Step 5. Take back the result
On submit, Updog passes the edited data to onComplete, grouped by source. Each row carries four flags. They are isNew, isChanged, isDeleted, and isValid. Routing depends on your backend, so Updog leaves that part to you. Filter on the flags, and send each row where it belongs. Pass your row type to DataEditor, and the result is typed throughout.
type Employee = {
firstName: string;
lastName: string;
email: string;
startDate: string;
salary: string;
skills: string[];
status: string;
};
const onComplete = useCallback(
async (result: DataEditorResult<Employee>) => {
for (const source of result.sources) {
const inserts = source.rows.filter(
(r) => r.isNew && !r.isDeleted && r.isValid,
);
const updates = source.rows.filter(
(r) => !r.isNew && r.isChanged && !r.isDeleted && r.isValid,
);
await saveEmployees(inserts, updates);
}
},
[],
);
<DataEditor<Employee>
apiKey="your-license-key"
variant="uploader"
columns={columns}
primaryKey="email"
onComplete={onComplete}
/> A file went in. Typed, validated employees come out, ready to save.
Step 6. Localize it
Updog translates.
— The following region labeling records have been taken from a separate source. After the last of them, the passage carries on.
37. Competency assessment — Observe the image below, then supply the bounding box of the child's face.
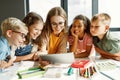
[50,16,65,35]
[71,19,85,35]
[8,29,27,47]
[90,20,107,36]
[29,21,43,40]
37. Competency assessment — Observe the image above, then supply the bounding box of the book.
[17,67,45,79]
[44,67,62,78]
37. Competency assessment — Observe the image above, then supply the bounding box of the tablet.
[41,52,75,63]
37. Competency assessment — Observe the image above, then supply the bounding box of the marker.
[100,72,115,80]
[67,67,73,75]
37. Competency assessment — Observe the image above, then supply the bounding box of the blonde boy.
[90,13,120,60]
[0,17,28,68]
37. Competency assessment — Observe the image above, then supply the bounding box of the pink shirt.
[69,33,93,53]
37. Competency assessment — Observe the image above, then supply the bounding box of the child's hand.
[33,52,39,61]
[39,58,50,67]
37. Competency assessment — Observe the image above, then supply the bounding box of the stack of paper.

Set locale, pass a translations object with the strings you override, and set rtl for right-to-left languages.
<DataEditor
locale="ar"
rtl
translations={arabicTranslations}
...
/> You do not translate every string by hand. Copy the defaults object from the localization docs, paste it into your AI, and ask it to translate the values. Drop the result into the translations prop.
What you built
You installed a package, wrote a schema, and added a few props and a result handler. It runs in the browser, so you do not need a server, and nothing leaves the page until you save it. The config you wrote handles the messy files. You handle what happens to the clean, typed rows.